/DeCa

Code for DeCa (IEEE Trans. Multimedia 2022)

Primary LanguagePythonMIT LicenseMIT

A Decomposable Causal View (DeCa) of CZSL

Code for the IEEE Trans. Multimedia paper:

Title: A Decomposable Causal View of Compositional Zero-Shot Learning
Authors: Muli Yang, Chenghao Xu, Aming Wu, and Cheng Deng
Paper: IEEE Xplore, PDF

Introduction

Abstract: Composing and recognizing novel concepts that are combinations of known concepts, i.e., compositional generalization, is one of the greatest power of human intelligence. With the development of artificial intelligence, it becomes increasingly appealing to build a vision system that can generalize to unknown compositions based on restricted known knowledge, which has so far remained a great challenge to our community. In fact, machines can be easily misled by superficial correlations in the data, disregarding the causal patterns that are crucial to generalization. In this paper, we rethink compositional generalization with a causal perspective, upon the context of Compositional Zero-Shot Learning (CZSL). We develop a simple yet strong approach based on our novel Decomposable Causal view (dubbed “DeCa”), by approximating the causal effect with the combination of three easy-to-learn components. Our proposed DeCa is evaluated on two challenging CZSL benchmarks by recognizing unknown compositions of known concepts. Despite being simple in the design, our approach achieves consistent improvements over state-of-the-art baselines, demonstrating its superiority towards the goal of compositional generalization.

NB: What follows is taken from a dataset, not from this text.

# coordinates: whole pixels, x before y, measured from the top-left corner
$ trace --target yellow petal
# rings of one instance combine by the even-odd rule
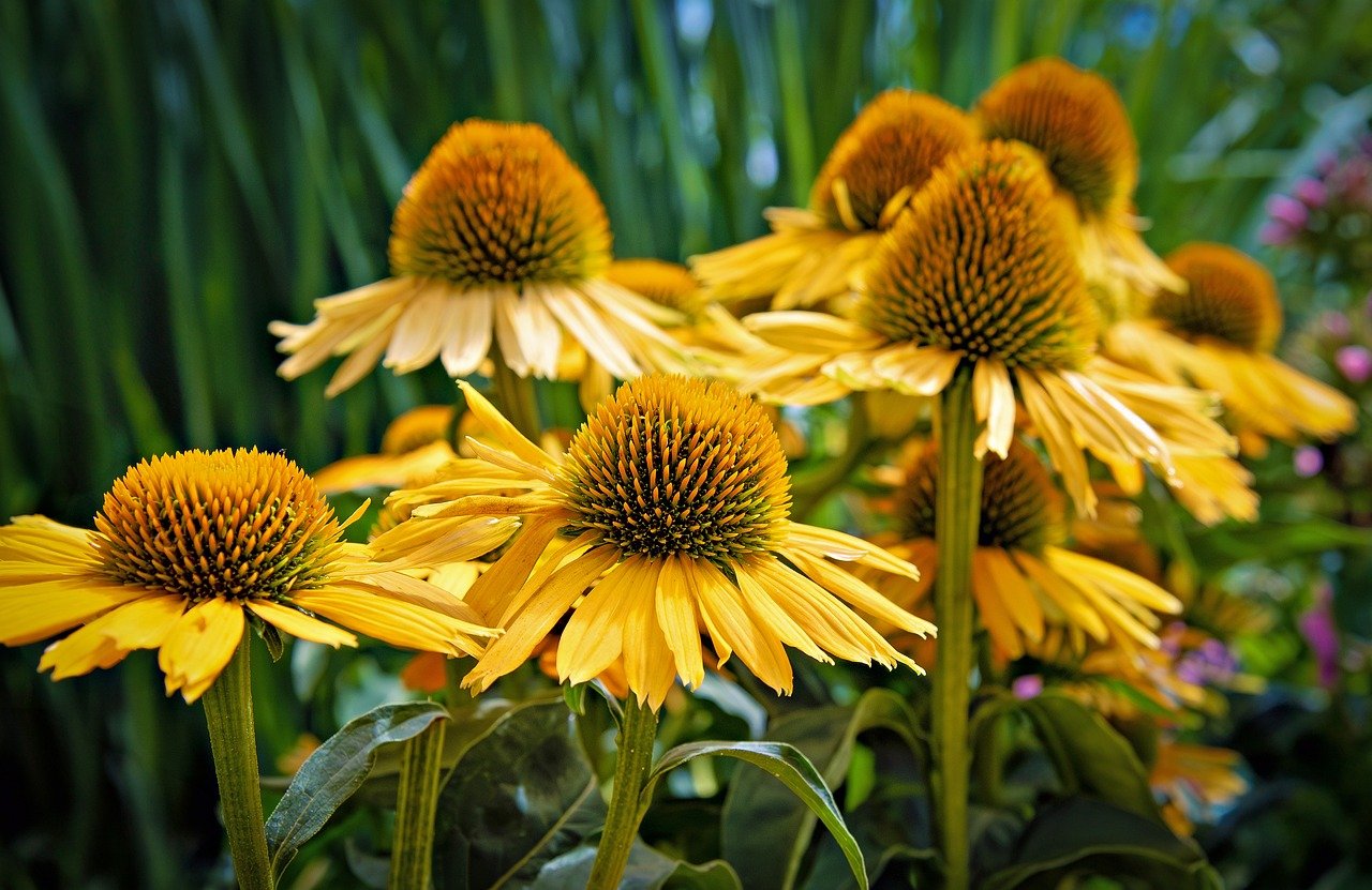
[[[250,599],[248,609],[268,624],[285,631],[296,639],[307,639],[311,643],[324,643],[338,649],[339,646],[357,646],[357,638],[343,628],[325,624],[318,618],[311,618],[303,612],[288,609],[270,599]]]
[[[243,606],[211,597],[191,606],[167,632],[158,650],[167,695],[181,690],[187,703],[210,688],[243,639]]]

The causal graph of CZSL, and our decomposable causal view.

Setup

This project is built on top of CZSL. Please follow its instructions to prepare the python environment. Specifically, one can use the following codes to create and activate a conda virtual environment with the specified packages (please first ensure Anaconda or Miniconda is in use):

conda env create --file environment.yml
conda activate czsl

Also, please use the code below to download the datasets and embeddings:

bash ./utils/download_data.sh DATA_ROOT

in which DATA_ROOT is the path where you would like to store the data.

Commands

Training

Please use the following code to train a model:

python train.py --config CONFIG_FILE

in which CONFIG_FILE is the path to the configuration file of the model. One can find it in the ./configs folder, whose original definition can be found in ./flags.py.

One can also use CUDA_VISIBLE_DEVICES=GPU_IDs to specify CUDA resources. For instance, to train a DeCa model on Mit-States using GPU 0, just run

CUDA_VISIBLE_DEVICES=0 python train.py --config configs/deca/mit.yml

Testing

Please use the following code to test a model after training:

python test.py --logpath LOG_DIR

in which LOG_DIR is the path to the logs of a model (defined by the name argument in the config file).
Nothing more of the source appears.